主人公の柾木愛造は、人と接するのが極度に苦手だったはずが、最終的には、あのような口調になるシーンには、思わず口をあんぐりしてしまいました。しかも、その話を信じてもらえなかった彼は、死体に顔を突っ込んで、死んでいた。狂気の沙汰としか思えないラストシーン。
これは何て言えば、良いんだろうな?言葉をどう選べば、良いのか?どの言葉なら、問題がないか?など躊躇するところがありますが、馬鹿な男が独りよがりに破滅していくストーリーであると同時に、この物悲しさは何なんだろうね?

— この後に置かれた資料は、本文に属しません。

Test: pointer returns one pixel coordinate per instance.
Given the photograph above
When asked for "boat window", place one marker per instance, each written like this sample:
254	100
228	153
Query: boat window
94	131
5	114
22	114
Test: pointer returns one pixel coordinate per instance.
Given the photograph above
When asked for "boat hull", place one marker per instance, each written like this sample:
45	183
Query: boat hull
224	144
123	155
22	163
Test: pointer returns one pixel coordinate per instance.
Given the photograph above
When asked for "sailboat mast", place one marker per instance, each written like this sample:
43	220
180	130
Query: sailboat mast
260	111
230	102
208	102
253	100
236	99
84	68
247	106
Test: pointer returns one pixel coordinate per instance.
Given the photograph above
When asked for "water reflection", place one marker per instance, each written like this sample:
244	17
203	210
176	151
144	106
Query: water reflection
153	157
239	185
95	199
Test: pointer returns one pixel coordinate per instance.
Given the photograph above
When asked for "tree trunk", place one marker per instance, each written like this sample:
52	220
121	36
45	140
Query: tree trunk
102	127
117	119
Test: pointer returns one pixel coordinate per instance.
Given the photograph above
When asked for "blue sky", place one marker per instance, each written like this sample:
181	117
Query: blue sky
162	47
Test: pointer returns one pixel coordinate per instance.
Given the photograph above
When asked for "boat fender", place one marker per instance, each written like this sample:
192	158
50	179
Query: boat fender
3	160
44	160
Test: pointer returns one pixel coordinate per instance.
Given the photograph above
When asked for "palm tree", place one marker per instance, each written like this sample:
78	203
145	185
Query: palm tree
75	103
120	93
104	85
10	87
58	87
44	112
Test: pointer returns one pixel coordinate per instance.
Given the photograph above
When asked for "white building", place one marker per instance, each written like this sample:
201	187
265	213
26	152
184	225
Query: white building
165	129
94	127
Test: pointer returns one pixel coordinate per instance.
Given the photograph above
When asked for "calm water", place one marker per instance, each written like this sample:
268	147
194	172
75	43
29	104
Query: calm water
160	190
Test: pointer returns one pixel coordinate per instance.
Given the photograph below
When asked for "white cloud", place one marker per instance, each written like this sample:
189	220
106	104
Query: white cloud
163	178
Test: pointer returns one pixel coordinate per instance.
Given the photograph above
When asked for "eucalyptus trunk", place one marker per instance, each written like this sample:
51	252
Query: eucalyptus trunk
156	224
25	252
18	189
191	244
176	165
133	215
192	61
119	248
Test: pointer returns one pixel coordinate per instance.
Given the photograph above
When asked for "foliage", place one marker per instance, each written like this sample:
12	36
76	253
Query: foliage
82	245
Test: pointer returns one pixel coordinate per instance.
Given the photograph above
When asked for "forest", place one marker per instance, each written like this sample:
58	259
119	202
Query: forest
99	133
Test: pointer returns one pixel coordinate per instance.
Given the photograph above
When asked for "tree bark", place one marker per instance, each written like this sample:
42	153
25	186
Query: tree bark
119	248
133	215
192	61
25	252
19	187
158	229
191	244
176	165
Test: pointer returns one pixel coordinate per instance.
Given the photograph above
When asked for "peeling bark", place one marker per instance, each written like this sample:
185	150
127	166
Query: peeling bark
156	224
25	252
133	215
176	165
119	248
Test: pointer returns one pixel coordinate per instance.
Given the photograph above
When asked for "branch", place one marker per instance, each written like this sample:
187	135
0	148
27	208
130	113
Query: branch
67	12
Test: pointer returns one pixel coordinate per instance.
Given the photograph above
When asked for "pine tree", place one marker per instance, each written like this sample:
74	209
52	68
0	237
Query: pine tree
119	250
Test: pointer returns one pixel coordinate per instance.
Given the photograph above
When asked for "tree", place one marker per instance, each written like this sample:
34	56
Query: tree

俺は、女性を付け狙おうなどとは、思う事もないんですが(その労力って俺にはないみたいだ)、正直、人間関係という点では、一般の人よりも、はるかに劣ると思う。それでも、結果的に、どうにかなっている状態なので、良いですが、もしなっていなかったどうなっているんだろう?例えば、Twitterを見てると、ネットを通してだけど、頻繁に呟く女性であれば、ストーキング出来ませんか?これ。私はほぼ自己完結する生き物なので、そんなに、女性の方の呟きに興味を持ちませんが(ただ、ポジティブ過ぎる人は男女問わず、ちょっと苦手かな)、人によっては、あれやこれやあるんじゃないかな?とちょっと思った。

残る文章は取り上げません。